The walking path  leading through a small garden and along a pond and waterfall lead to the temple. 

The temple is famous for the flowers blooming in its garden during the various season.
 A hall dedicated to “Jizo”, the guardian of children and the sick is located midway on the way to the hilltop main hall. A small army of Jizo saints stands decorated with flowers.
 A nice view of the sea and the surrounding areas can be enjoyed from near the hilltop temple.

A small cave with a walking path inside has many small statues and caverns.  
 Entrance fees: 300 yen

Opening hours: 8:00-17:30 ( closes 17:00 between October – February)

Tsurugaoka Hachimangu shrine has for long been regarded as a symbol of Kamakura. It is probably the most important of the 19 Shinto shrines in Kamakura and is considered amongs some of the important Shinto Shrines in Japan. The shrine has been designated an Important Cultural Property.
 The shrine is located right in the centre of the city and the area all around is busy and crowded. The shrine was originally built in 1063 at a different location, but moved to its current location in 1191. The current shrine was rebuilt in 1828.  At one time the shrine was also a Buddhist temple, till the Shinto and Buddhism Separation order was passed in 1868.  
 “Mai-den” -A small hall in the centre of the shrine grounds is the stage for dances and music. It is also the venue of Shinto ceremonies, especially weddings. During our visit, a traditional wedding ceremony was underway.

 A fleet of stairs leads to the main hall.
Important temple treasures are on display at the Kamakura National Treasure House Museum, right next to the main hall. Museum entrance is charged.

 Old wooden portable shrines “Mikoshi” are on display next to the museum.

Some more pictures from the Tsurugaoka Hachimangu Shrine

Entrance: Free

Opening Hours: 07:00- 21:00 hrs.

Kamakura is one of the few cities in Japan, where the hand pulled rickshaw, known as “Jinrikisha” still exists, offering joyrides to visitors. 
Most often the rickshaw puller also acts as a guide to the local attractions and not surprisingly they sometimes speak fluent English.

Wakamiya-oji dori, Kamakura’s main street is a good place for a walk and have a feel of the city. It is marked with three big Toriis and leads from the centre of the city to the sea. This walk is said to be exceptionally beautiful during the cherry blossom season.

Kamakura’s beaches- especially Yuigahama, Inamuragasaki and Shichirigahama are popular and can be crowded in summer. Enoshima island which is about 10 kms from Kamakura is popular with surfers.

Kamakura is popular for the Hydrangea blooms which add to the beauty of the city, in early June. 

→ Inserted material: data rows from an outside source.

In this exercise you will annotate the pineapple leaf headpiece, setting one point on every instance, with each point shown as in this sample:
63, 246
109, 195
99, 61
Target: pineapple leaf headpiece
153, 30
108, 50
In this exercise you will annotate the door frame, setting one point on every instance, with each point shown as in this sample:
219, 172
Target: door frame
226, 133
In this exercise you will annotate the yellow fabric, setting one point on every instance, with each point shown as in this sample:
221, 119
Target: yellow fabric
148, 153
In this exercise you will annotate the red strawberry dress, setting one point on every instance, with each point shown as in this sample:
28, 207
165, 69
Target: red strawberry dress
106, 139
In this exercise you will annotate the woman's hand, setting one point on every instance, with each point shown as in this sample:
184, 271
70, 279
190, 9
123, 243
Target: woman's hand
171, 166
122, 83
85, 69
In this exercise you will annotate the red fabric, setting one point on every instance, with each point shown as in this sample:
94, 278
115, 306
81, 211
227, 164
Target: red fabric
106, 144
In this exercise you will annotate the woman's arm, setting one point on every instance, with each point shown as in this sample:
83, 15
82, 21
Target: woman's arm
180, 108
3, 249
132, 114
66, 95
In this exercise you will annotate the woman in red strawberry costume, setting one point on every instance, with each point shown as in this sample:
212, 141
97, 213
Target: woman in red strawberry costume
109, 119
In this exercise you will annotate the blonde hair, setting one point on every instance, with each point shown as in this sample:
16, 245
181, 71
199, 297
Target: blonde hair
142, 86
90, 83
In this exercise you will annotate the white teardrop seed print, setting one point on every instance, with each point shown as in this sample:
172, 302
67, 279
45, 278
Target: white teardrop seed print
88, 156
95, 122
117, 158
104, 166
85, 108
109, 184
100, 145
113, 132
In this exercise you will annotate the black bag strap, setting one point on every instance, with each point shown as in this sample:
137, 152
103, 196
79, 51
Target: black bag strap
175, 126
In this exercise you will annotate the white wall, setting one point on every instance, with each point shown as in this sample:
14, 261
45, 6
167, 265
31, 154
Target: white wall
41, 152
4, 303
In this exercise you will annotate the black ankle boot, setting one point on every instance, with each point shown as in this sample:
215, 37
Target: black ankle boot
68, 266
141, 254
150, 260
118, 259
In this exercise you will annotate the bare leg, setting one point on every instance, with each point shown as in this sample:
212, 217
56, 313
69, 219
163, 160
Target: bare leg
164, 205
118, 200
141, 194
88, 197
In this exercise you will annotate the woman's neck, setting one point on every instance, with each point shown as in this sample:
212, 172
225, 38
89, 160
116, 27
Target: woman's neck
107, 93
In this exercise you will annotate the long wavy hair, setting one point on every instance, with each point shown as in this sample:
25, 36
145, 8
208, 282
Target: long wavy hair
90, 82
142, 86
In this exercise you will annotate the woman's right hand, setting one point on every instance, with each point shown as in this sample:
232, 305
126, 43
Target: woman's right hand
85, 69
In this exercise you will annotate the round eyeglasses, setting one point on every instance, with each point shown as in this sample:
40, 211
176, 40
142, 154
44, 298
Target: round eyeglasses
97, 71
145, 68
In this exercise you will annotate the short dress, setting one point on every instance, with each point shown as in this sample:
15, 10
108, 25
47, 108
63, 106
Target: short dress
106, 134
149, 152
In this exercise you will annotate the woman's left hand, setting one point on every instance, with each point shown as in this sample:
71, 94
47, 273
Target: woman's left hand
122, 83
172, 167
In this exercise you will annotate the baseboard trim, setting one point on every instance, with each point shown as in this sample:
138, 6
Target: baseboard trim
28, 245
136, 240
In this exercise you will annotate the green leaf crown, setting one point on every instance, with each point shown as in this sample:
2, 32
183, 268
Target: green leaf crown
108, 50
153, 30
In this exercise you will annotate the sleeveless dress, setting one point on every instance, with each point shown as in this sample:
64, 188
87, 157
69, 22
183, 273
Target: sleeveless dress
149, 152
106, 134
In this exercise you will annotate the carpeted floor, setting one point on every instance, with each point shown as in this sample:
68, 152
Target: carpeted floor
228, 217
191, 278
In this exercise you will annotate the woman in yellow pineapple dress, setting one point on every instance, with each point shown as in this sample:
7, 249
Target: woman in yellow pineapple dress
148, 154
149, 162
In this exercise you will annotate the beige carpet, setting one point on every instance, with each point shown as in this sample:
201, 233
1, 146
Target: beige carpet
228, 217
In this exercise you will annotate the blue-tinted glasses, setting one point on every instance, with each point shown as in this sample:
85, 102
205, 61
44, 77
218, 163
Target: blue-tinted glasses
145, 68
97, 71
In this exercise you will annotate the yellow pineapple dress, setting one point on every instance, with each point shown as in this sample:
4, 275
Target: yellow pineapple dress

Many people from all over Japan visit Kamakura during this time and it could be crowded on weekends. 
Avoid visiting in peak summer when the scorching heat can be a turnoff. We visited Kamakura in July 2010 and it was hot and humid. We spent almost 6-7 hours in Kamakura and visited some of the important sites.

A tour of Kamakura needs a leisurely day, a short visit of a few hours is not enough to cover this beautiful town.  The best way to cover the town is to explore it on your own. It is practically impossible to cover all the places in Kamakura city unless you stay here for a few days. Best way would be to identify the spots that you would like to visit and chalk out a itinerary that best suits your schedule. It is possible to walk around from Kamakura station to the various attractions, but could be tedious since it could take about 20-30 mins to walk between the various attractions. Rental bicycles are also available at various spots. Car parking can be expensive, especially at parking areas close to the main attractions.